Calibrate $[\sigma, \lambda, \mu_J, \delta_J]$ from historical returns using MLE.

PDF: $f(x) = \sum_{n=0}^{\infty} \frac{e^{-\lambda dt}(\lambda dt)^n}{n!} \cdot \mathcal{N}(x; \mu_n, \sigma_n^2)$

Where: $\mu_n = (r - q - \lambda k - \sigma^2/2)dt + n\mu_J$, $\sigma_n^2 = \sigma^2 dt + n\delta_J^2$, $k = e^{\mu_J + \delta_J^2/2} - 1$

In [None]:
import math
import numpy as np
from scipy.stats import norm
from scipy.optimize import minimize

def merton_pdf(x: np.ndarray, sigma: float, lam: float, mu_j: float, delta_j: float,
               dt: float, r: float = 0.0, q: float = 0.0, n_max: int = 15) -> np.ndarray:
    """
    Merton jump diffusion PDF for log-return x over period dt.
    Parameters are annualized: sigma (vol), lam (jump intensity), mu_j (mean of ln(J)), delta_j (std of ln(J)).
    """
    k = np.exp(mu_j + 0.5 * delta_j**2) - 1  # E[J-1]
    drift = (r - q - lam * k - 0.5 * sigma**2) * dt
    
    pdf = np.zeros_like(x, dtype=float)
    for n in range(n_max):
        mu_n = drift + n * mu_j
        var_n = sigma**2 * dt + n * delta_j**2
        if var_n <= 0:
            continue
        sigma_n = np.sqrt(var_n)
        poisson_weight = np.exp(-lam * dt) * (lam * dt)**n / math.factorial(n)
        pdf += poisson_weight * norm.pdf(x, loc=mu_n, scale=sigma_n)
    return np.clip(pdf, 1e-300, None)  # avoid log(0)

def merton_log_likelihood(params: tuple, returns: np.ndarray, dt: float,
                          r: float = 0.0, q: float = 0.0) -> float:
    """Negative log-likelihood for MLE (minimize this)."""
    sigma, lam, mu_j, delta_j = params
    if sigma <= 0 or lam < 0 or delta_j <= 0:
        return 1e10
    pdf = merton_pdf(returns, sigma, lam, mu_j, delta_j, dt, r, q)
    nll = -np.sum(np.log(pdf))
    return nll if np.isfinite(nll) else 1e10

def compute_log_returns(ohlc: pd.DataFrame, price_col: str = "close") -> tuple[np.ndarray, float]:
    """Compute log returns and dt (in years).

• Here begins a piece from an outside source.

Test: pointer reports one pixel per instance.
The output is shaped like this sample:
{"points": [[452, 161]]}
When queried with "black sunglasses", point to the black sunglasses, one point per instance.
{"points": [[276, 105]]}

Assumes sorted by timestamp."""
    prices = ohlc[price_col].astype(float).values
    returns = np.diff(np.log(prices))
    # Infer dt from index (median bar duration)
    if isinstance(ohlc.index, pd.DatetimeIndex) and len(ohlc) > 1:
        deltas = ohlc.index.to_series().diff().dt.total_seconds()
        dt_seconds = deltas.median()
        dt = dt_seconds / (365.25 * 24 * 3600)  # years
    else:
        dt = 1 / (365.25 * 24 * 4)  # default: 15-min bars
    return returns[~np.isnan(returns)], dt

In [None]:
def calibrate_merton(returns: np.ndarray, dt: float, r: float = 0.0, q: float = 0.0,
                    x0: list = None, bounds: tuple = None) -> dict:
    """
    Calibrate Merton JD parameters via MLE.
    Returns dict with sigma, lambda, mu_j, delta_j (annualized).
    """
    if x0 is None:
        # Initial guess: sigma from sample std, moderate jumps
        vol_emp = np.std(returns) / np.sqrt(dt) if dt > 0 else 0.5
        x0 = [max(vol_emp * 0.8, 0.2), 1.0, -0.02, 0.05]
    if bounds is None:
        bounds = [
            (0.05, 3.0),   # sigma
            (0.01, 20.0),  # lambda (jumps per year)
            (-0.5, 0.5),   # mu_j
            (0.01, 1.0),   # delta_j
        ]
    
    def neg_ll(p):
        return merton_log_likelihood(p, returns, dt, r, q)
    
    res = minimize(neg_ll, x0, method="L-BFGS-B", bounds=bounds,
                   options={"maxiter": 500})
    
    sigma, lam, mu_j, delta_j = res.x
    k = np.exp(mu_j + 0.5 * delta_j**2) - 1
    return {
        "sigma": sigma,
        "lambda": lam,
        "mu_j": mu_j,
        "delta_j": delta_j,
        "k": k,
        "nll": res.fun,
        "success": res.success,
    }

### Calibration data (preferred): Parquet trades

Preferred source is local Parquet files. Format: columns `time` (µs), `side` (B/S), `size`, `price`.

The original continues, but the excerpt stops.